The developers are anticipating a sharp increase in demand for office space with changes in the SEZ Act. The rise in urbanization is also fueling the demand in the sector.

The real estate sector is thriving and embracing newer models of project development, innovation in construction technology, embracing architectural designs fused with sustainable concepts and materials, and embedded with technology-driven solutions to elevate the customer experience – IoT-based home/office solutions with an overarching theme of sustainability in line with the Sustainable Development Goals (SDGs).

The Technology would soon start driving innovative cost-efficient business models for a superior consumer experience. However, for execution, the sector would need a highly skilled workforce.

These trends are creating demand for talent capable of executing innovative business models and projects with newer roles such as business transformation specialists, technology-driven profiles for digital customer experiences through Virtual/Augmented reality (VR/AR), 3D view and online walkthroughs, Manager – ESG, Manager – Business Analyst, Brand Manager – Projects, LEED or GRIHA certified Architects for developing sustainable architecture, legal experts to interpret new regulatory environment to implement the required legal processes.

Real estate companies are compelled to develop their workforce with new skills, reskilling with a refresher course while introducing superior capabilities into the processes and setting higher industry standards.

Though the demand for the above-mentioned profiles (the list is indicative, not exhaustive) is high there exists a shortage of highly skilled professionals with sufficient experience. The sourcing of professionals may be explored from complimentary sectors such as Infrastructure consulting or identify professionals dynamic enough to adapt to the needs of the real estate sector. 

The real estate industry in India is the second largest employer with an unskilled/skilled blue-collared and white-collared technical workforce of engineering and architecture, technology implementation, project management, material research and application.

The newer tech-based sourcing channels armed with Artificial Intelligence (AI), big data and analytics for candidate screening, analyzing candidate data and speeding up the recruitment turn-around time (TAT).

The recruiters also need to consider non-conventional sourcing channels for a skilled workforce pool of retired defence personnel with experience in the construction and engineering division, and personnel from Border Road Organization.

They would be required to undergo refresher training as applicable.
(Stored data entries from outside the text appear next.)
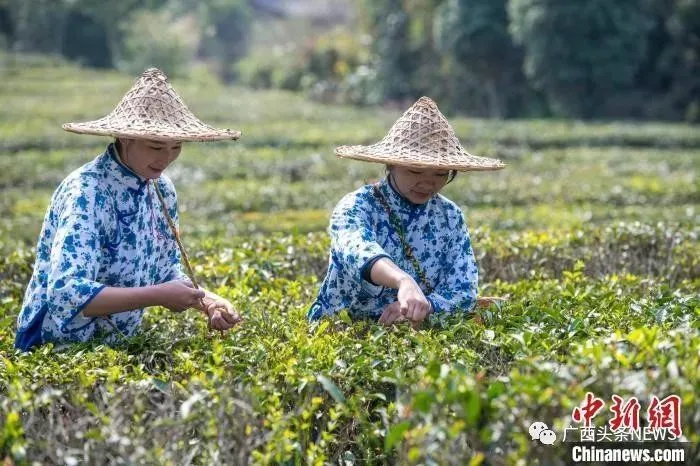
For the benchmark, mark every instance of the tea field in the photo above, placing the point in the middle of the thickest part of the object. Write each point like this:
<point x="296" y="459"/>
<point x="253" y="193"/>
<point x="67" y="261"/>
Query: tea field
<point x="591" y="232"/>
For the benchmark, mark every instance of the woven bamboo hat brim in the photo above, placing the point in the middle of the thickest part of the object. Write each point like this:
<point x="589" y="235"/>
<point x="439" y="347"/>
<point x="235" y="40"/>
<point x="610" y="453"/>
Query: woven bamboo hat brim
<point x="152" y="110"/>
<point x="421" y="138"/>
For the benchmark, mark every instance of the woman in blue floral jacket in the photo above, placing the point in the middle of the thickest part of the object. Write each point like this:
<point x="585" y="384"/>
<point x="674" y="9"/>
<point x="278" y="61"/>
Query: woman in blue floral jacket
<point x="399" y="249"/>
<point x="106" y="250"/>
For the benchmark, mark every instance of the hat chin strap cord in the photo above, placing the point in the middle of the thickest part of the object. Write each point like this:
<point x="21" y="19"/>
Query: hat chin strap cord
<point x="183" y="253"/>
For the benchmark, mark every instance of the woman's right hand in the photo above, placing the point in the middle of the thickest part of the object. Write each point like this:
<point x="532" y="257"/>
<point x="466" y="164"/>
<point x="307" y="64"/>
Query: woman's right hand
<point x="178" y="295"/>
<point x="411" y="304"/>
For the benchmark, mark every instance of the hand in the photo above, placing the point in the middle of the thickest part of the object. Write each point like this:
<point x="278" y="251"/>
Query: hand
<point x="413" y="304"/>
<point x="222" y="316"/>
<point x="392" y="314"/>
<point x="178" y="295"/>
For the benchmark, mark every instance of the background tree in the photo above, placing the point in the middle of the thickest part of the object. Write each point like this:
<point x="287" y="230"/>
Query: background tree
<point x="474" y="37"/>
<point x="579" y="53"/>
A dedicated portal for retired defence personnel focused on technical skills would serve the purpose. The pandemic has forced a large number of skilled workers from the construction industry of Middle East and other countries, back to India. Tapping into this talent pool is needed.

The other aspect that needs to be addressed is reskilling and up-skilling the existing workforce – both blue and white collared. For example, the blue-collar workers would need reskilling in terms of the application of newer kinds of building materials, and understanding of newer construction technology like interlocking blocks/bricks.

The higher-order skills of architecture would require up-skilling them in the sustainability dimension of the construction and learning to build eco-friendlier, strong innovative structures.

Organizations are increasingly deploying innovative retention strategies such as holistic wellness programs, learning and development programs, and jobs linked to long-term career progressions, and opting for diversity hiring with options of flexible/hybrid work hours.

The recruitment challenges of the sector would continue to evolve around the theme of sustainability and technology creating newer market trends requiring reskilling the existing workforce and adapting to the newer capabilities by embracing them. The challenges are Real, dealt with the Estate of people’s will.